Em Abril, também os noticiários se incendiaram quando um polícia deu quatro tiros e matou uma adolescente de 16 anos. Não interessava se esta tinha uma faca na mão e estava a esfaquear outra adolescente à sua frente. Um jogador de basquetebol, Lebron James, postou no Twitter a foto deste agente com a ameaça “serás o seguinte”, referindo-se à condenação do polícia que tinha morto George Floyd. Depois de muitas críticas, Lebron apagou o tweet.

Tenho visto a polícia em Lisboa a fazer um esforço notável para tentar agradar ao público. Em vários parques e festivais, a GNR deixa crianças darem festinhas nos cavalos e a banda sinfónica da PSP actua. Ouvi um agente da autoridade tocar “New York, New York” de Frank Sinatra ao piano e outro cantar ópera. Cantava muito bem.

No entanto, o trabalho principal de um polícia será cantar ópera ou ter uma conversa de psicólogo? Se sim, de quem é o trabalho de parar, usando força física, uma jovem prestes a matar outra, ou tantos outros casos?

Há muitas mulheres-polícia e ainda bem. As mulheres-polícia são frequentemente fotografadas para publicidade da polícia. Mesmo assim, homens são maioritariamente quem escolhe a profissão de polícia. O mesmo acontece com outras profissões que requerem muita energia e forca física, como forças militares por exemplo. Quando um homem usa a sua força física ou outra característica mais naturalmente masculina para o mal, é claro que é machismo ou abuso. Mas se um homem usa o mesmo para o bem, para proteger, para defender, não se pode confundir isso com “masculinidade tóxica”. Do mesmo modo, quando um polícia usa para o mal a sua autoridade, isso sim é brutalidade e autoritarismo.

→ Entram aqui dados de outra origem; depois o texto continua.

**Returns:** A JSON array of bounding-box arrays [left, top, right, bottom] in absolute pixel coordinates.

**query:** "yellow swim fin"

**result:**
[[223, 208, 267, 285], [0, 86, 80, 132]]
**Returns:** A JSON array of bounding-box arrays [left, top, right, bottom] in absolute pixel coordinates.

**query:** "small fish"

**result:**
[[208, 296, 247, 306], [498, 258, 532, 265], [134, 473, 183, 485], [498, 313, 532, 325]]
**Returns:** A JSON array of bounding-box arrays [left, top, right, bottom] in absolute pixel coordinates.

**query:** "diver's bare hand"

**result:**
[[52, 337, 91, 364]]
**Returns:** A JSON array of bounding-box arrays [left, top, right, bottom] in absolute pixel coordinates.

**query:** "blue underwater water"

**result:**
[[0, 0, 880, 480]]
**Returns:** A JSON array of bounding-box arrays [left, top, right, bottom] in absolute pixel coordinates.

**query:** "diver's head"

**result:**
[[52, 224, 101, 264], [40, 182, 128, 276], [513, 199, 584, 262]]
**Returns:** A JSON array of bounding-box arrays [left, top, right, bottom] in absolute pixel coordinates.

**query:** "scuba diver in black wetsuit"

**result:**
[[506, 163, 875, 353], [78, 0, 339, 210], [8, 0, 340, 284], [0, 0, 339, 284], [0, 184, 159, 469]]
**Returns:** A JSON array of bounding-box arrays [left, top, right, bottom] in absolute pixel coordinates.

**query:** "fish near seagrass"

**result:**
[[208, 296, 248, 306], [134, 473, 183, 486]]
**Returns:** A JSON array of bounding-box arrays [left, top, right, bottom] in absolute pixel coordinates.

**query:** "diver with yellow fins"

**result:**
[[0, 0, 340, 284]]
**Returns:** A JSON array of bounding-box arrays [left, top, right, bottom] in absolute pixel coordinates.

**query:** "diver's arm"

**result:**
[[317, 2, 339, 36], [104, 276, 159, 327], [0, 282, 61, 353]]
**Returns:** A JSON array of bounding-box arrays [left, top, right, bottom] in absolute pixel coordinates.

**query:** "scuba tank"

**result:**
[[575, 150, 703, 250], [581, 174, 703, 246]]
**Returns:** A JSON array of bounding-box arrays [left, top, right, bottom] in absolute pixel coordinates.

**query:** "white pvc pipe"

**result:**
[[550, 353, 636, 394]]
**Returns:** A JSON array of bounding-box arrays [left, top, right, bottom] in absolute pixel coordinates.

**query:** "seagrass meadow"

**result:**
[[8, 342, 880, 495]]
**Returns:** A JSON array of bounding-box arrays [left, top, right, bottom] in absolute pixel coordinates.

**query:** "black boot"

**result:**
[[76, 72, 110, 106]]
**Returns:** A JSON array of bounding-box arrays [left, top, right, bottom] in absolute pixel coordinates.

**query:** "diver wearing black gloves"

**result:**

Se um polícia usa a sua autoridade para o bem, para proteger, para defender, isso é a sua função e não se pode confundir com autoritarismo. O polícia que usou quatro tiros para parar a adolescente que não largou a faca, como deveria de ter feito na presença do polícia, e assim a vida da outra adolescente foi salva, estudou e treinou esse protocolo quando se formou como polícia.

Na Bélgica, em 2019, houve uma ameaça de bomba no centro de Bruxelas. A cidade inteira foi evacuada e quem entrou foi a equipa especial de intervenção da polícia. É uma missão muito específica de enfrentar o perigo em benefício dos outros.

Eles estão dispostos a arriscar a sua vida para nos proteger e defender. O mínimo que podemos fazer é respeitar o seu trabalho profissional e autoridade. Deixem os homens ser homens, as mulheres ser mulheres, as crianças ser crianças e os polícias ser polícias.